If it was Dragonlance, there is an absolutely 0% chance that Hickman and Weis wouldn't be telling literally everyone, now that the existence of the show has been announced. So I think we can rule out Dragonlance from that. Either they'd be sulking about how they "had no input", or extremely excited to be involved. Even if they weren't allowed to name the show directly there'd be something, because both of them are extremely loud about this kind of thing.
Last I checked, the Dragons aspect of DL seems to sell well and has cultural cachet, too.
Not really the latter. The books are basically not read by people under 45. This is very easy to see if you go essentially anywhere on the internet where fantasy novels are discussed.
Shadow and Bone is pretty good proof of concept that an Eberron show could work.
It's also proof that an Eberron show wouldn't necessarily be seen as a D&D show, and Shadow & Bone is succeeding in large part because it's an incredibly popular YA with a huge under-30 audience who actively made huge efforts to make it succeed, as well as having a showrunner who is extremely invested in the property but not precious about it (a rare commodity). I think Eberron would be a harder sell, especially as to the average normie, who may be confused as to how this is a "D&D" show.

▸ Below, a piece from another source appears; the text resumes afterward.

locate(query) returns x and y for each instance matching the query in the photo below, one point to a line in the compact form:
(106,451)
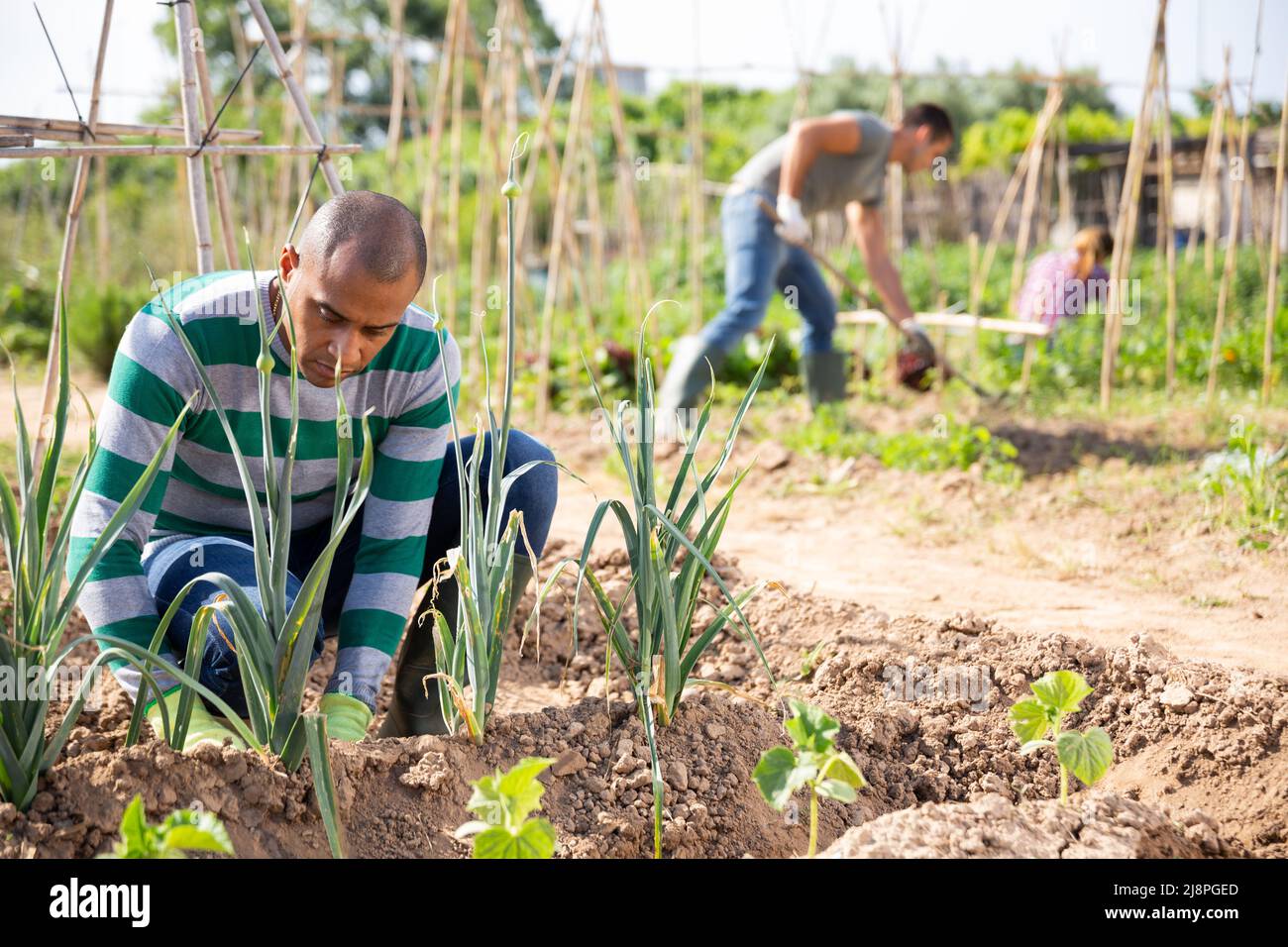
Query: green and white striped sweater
(198,491)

I mean, Paramount may be willing to bring an HBO-sized budget.
$15-20m a show on the first season an untested property? I don't think Paramount are quite that desperate (Amazon, maybe). I'd guess $8-10m would be a more likely range, given how they budget their SF shows. And HotD is fairly efficient rather than extravagant, so it'd be very hard to compete with them on "epic" and "dragons".
"Universe" in TV terms doesn't mean "universe" in the geek sense. It just means it's its own set of characters and settings.
The show could easily be set in Waterdeep or Phandalin, which I think is a better bet than Krynn.
I think this is the most likely scenario. Not a huge fan of the FR these days but I would very much expect WotC would prefer to keep the focus on one setting, rather than immediately buzzing off to other ones.